Reputation: 1547
I have a query like this:
SELECT id, run_date, feed_type_id, text
FROM myTable
WHERE run_date >= ('20140506', 'yyyymmdd') AND run_date < ('20140506', 'yyyymmdd') + 1
This returns me 230k rows.
When I wrap it with a WITH CLAUSE:
WITH daily_run as (
SELECT /* MATERIALZE */
id, run_date, feed_type_id, text
FROM myTable
WHERE run_date >= ('20140506', 'yyyymmdd') AND run_date < ('20140506', 'yyyymmdd') + 1)
SELECT
id, run_date, feed_type_id, text from daily_run run;
This also returns me 230k rows.
However when I do a join:
WITH daily_run as (
SELECT /* MATERIALZE */
id, run_date, feed_type_id, text
FROM myTable
WHERE run_date >= ('20140506', 'yyyymmdd') AND run_date < ('20140506', 'yyyymmdd') + 1)
SELECT
run.id, run.run_date, run.feed_type_id, run.text
FROM daily_run run
INNER JOIN feed_id_types types
ON run.feed_type_id = types.feed_type_id
I get an increase of 50k rows. This increase in rows happens no matter what date I run it for (not always 50k).
The other confusing part is replacing the join with a different condition:
SELECT
run.id, run.run_date, run.feed_type_id, run.text
FROM daily_run run
WHERE run.feed_type_id in (SELECT types.feed_type_id FROM feed_id_types types)

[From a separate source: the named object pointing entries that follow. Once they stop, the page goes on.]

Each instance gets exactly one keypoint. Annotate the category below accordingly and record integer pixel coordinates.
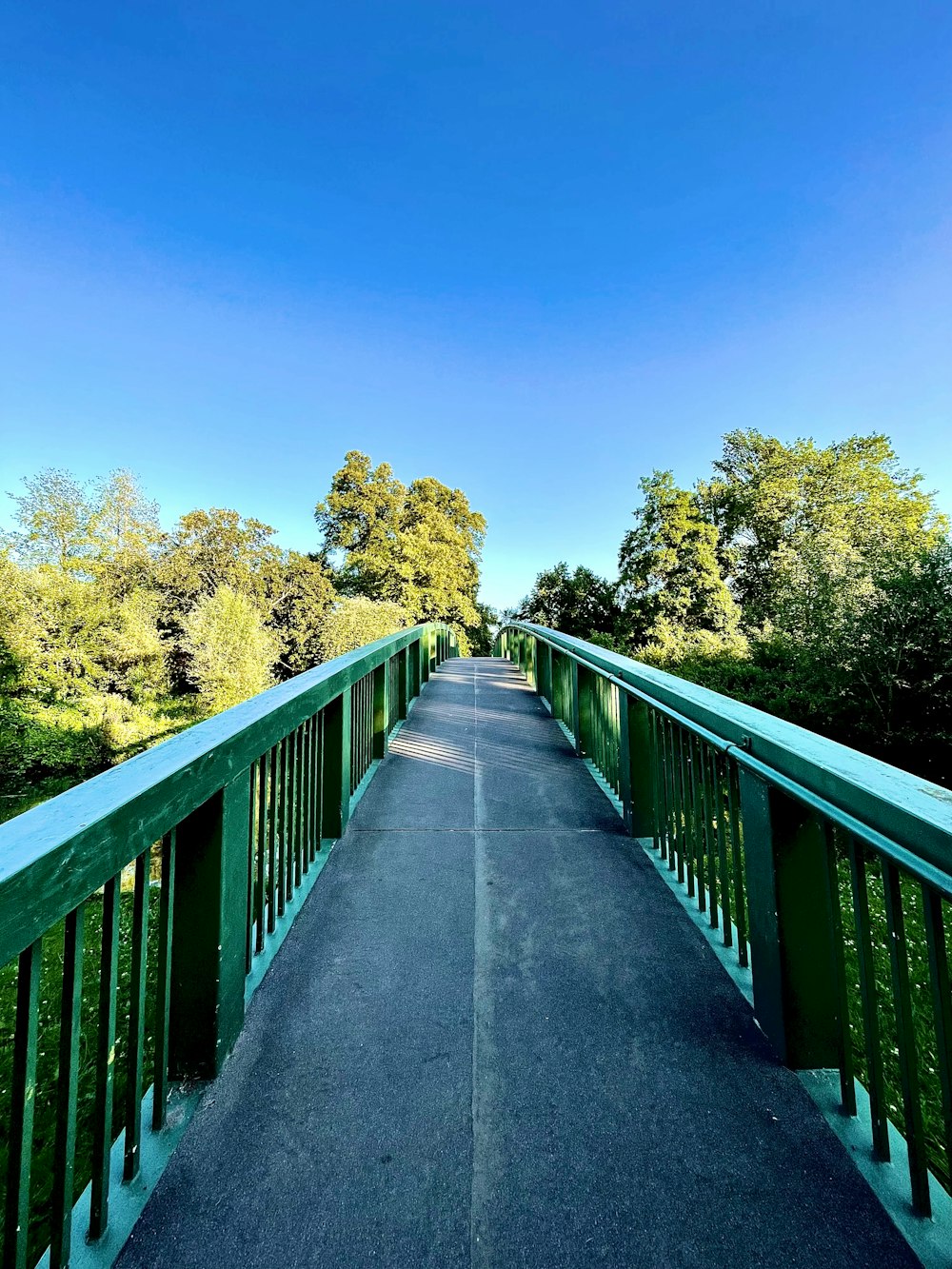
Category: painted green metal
(68, 1090)
(163, 987)
(746, 811)
(106, 1060)
(870, 1005)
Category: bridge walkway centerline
(491, 1040)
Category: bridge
(543, 960)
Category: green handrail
(826, 871)
(166, 884)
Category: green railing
(826, 871)
(137, 913)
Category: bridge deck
(493, 1040)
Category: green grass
(48, 1060)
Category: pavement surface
(494, 1040)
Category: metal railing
(136, 914)
(826, 871)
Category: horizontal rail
(826, 871)
(137, 913)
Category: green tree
(213, 548)
(354, 621)
(299, 610)
(360, 521)
(56, 521)
(231, 651)
(669, 570)
(577, 603)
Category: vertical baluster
(710, 830)
(692, 822)
(905, 1033)
(251, 843)
(718, 765)
(867, 995)
(942, 1006)
(23, 1093)
(68, 1090)
(106, 1060)
(299, 803)
(669, 770)
(682, 814)
(741, 919)
(163, 994)
(307, 797)
(657, 780)
(137, 1020)
(844, 1040)
(282, 827)
(272, 835)
(262, 850)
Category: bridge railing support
(818, 865)
(215, 838)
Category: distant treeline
(116, 632)
(813, 583)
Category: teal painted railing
(137, 913)
(826, 871)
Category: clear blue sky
(532, 248)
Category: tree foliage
(669, 568)
(578, 603)
(354, 621)
(114, 633)
(230, 647)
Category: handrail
(828, 871)
(156, 894)
(55, 854)
(894, 803)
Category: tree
(56, 521)
(803, 529)
(354, 621)
(669, 571)
(213, 548)
(299, 612)
(577, 603)
(897, 665)
(360, 519)
(418, 547)
(231, 650)
(441, 545)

Returns the correct 230k number.
The table feed_id_types has 19 rows, and I want to join it to determine if I need to process that particular run.
Is there something I am missing from my join condition?
Upvotes: 0
Views: 2765
Reputation: 1491
You have duplicate rows in feed_id_types. Run this to find which IDs are duplicated:
select
types.feed_type_id
from feed_id_types types
group by types.feed_type_id
having count(*) > 1
The IN()
clause ignores the duplicates, matching on the first one it finds. The inner join matches each row from daily_run
to every matching row in feed_id_types
, creating extra results.
Upvotes: 2